All instructed, along with the bottom property tax of 1% of assessed worth, and supplemental taxes levied by colleges and regional park and transportation districts, Oakland property house owners additionally pay about $2,000 yearly for the 15 supplemental taxes for metropolis companies.
Then, when it comes time to promote a home, the client and vendor break up the town switch tax, which works out to $16,100 on a $1 million sale — nearly all of which matches to the town.
Piling on
Now metropolis leaders wish to pile on with a gross sales tax. The town at the moment doesn’t have its personal gross sales tax levy. The tax within the metropolis is at the moment 10.25%. That’s comprised of a statewide price of seven.25% — of which the state retains 6%, 0.25% goes to county transportation funds, and 1% normally goes to cities — and Alameda County’s addition of three%, the best for any California county.

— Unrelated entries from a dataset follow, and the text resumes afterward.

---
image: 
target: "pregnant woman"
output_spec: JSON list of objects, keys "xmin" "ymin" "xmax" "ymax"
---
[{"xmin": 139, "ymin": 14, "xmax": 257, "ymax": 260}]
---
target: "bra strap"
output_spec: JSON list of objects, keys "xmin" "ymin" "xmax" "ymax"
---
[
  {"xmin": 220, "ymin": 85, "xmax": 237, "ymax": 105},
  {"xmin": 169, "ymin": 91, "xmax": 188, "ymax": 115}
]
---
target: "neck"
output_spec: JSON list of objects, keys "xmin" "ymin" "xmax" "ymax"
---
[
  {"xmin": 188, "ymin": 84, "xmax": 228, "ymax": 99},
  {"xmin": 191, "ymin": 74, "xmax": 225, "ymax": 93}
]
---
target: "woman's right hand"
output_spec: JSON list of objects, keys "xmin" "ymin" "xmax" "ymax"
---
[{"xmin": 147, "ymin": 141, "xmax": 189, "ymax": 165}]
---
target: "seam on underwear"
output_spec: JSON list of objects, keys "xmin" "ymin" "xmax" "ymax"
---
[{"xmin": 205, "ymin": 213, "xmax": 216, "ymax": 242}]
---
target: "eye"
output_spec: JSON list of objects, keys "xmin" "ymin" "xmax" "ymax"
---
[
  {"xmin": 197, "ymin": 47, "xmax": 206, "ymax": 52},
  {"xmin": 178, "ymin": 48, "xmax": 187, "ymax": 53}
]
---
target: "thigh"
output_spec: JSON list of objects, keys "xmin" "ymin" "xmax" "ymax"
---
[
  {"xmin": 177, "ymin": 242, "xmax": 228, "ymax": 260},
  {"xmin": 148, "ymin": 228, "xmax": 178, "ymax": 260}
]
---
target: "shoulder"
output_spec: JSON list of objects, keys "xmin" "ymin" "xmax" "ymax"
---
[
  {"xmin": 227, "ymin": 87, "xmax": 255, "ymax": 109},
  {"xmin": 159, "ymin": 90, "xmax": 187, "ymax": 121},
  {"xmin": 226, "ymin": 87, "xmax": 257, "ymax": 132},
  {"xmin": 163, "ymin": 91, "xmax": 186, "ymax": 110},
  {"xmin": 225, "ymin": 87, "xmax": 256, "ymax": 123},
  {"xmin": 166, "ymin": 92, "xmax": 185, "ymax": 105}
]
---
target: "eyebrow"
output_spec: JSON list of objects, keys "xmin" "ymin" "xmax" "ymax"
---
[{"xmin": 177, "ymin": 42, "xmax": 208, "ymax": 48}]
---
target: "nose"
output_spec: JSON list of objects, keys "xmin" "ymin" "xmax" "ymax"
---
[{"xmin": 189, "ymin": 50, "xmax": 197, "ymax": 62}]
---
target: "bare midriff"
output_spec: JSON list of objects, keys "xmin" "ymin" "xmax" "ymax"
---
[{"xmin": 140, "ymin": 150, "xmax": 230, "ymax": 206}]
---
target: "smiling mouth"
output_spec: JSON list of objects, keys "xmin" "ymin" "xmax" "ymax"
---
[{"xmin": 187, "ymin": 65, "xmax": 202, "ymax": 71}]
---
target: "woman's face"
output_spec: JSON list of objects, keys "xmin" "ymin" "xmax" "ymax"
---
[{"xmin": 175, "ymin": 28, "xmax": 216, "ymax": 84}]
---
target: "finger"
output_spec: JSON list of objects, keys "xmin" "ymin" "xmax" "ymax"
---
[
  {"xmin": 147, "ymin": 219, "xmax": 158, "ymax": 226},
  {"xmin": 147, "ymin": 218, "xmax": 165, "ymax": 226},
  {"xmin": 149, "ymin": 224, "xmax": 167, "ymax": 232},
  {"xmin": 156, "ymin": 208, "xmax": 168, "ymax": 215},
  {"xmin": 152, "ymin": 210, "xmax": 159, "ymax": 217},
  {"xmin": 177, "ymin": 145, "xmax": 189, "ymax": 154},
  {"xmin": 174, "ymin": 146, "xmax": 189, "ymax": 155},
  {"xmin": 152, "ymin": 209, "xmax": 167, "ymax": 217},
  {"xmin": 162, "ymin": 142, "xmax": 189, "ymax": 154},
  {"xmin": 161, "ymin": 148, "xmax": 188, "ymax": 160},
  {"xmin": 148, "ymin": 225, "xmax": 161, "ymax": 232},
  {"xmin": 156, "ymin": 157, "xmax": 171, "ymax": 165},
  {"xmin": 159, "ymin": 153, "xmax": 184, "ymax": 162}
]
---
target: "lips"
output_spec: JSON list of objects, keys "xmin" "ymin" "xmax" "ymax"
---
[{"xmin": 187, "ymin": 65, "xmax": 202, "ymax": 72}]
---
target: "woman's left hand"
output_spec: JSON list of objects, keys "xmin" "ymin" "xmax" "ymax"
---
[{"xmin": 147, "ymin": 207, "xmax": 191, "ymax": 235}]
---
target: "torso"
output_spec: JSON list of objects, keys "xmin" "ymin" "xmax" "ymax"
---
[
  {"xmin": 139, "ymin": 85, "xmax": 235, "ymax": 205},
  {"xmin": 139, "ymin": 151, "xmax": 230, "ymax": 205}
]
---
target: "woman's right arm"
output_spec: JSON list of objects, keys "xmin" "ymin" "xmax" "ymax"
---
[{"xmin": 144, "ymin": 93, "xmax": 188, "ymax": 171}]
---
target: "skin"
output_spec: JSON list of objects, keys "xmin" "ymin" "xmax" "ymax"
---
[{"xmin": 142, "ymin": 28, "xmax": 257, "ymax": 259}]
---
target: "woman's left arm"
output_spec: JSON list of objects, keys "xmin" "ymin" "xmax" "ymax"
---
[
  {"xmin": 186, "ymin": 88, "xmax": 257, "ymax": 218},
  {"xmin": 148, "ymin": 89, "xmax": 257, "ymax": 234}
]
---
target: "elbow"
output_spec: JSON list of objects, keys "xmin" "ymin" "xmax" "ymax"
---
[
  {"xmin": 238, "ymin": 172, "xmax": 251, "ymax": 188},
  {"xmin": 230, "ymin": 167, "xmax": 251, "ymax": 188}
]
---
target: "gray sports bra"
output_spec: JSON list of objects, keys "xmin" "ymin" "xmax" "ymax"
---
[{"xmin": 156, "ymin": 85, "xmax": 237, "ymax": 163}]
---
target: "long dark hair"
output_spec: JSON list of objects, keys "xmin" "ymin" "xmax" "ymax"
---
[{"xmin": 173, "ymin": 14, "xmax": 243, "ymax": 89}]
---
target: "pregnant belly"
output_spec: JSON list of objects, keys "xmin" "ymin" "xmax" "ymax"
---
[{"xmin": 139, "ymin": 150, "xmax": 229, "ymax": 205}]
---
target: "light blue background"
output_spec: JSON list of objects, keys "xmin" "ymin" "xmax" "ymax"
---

Measure A would add one other 0.5% for Oakland, bringing the full to 10.75% — and making the town much more costly to reside in. In California, gross sales tax applies to purchases of tangible private property. Prescription medicines and most groceries are exempt. Nonetheless, gross sales tax is regressive, disproportionately impacting those that can least afford it.
The ten.75% price would add $107.50 to the value of a $1,000 tv set, or $4,300 to a $40,000 automobile. The six different California cities with such a excessive gross sales tax — Alameda, Albany, Hayward, Newark, San Leandro and Union Metropolis — are all in Alameda County.
Maybe it could be justified in Oakland if the town didn’t already levy particular property taxes for most of the identical companies that the gross sales tax is meant to cowl. And maybe the record-high gross sales tax could be justified if it had been a part of a binding plan to resolve the town’s fiscal disaster.
However, proper now, Measure A is simply one other tax seize. Voters ought to reject it.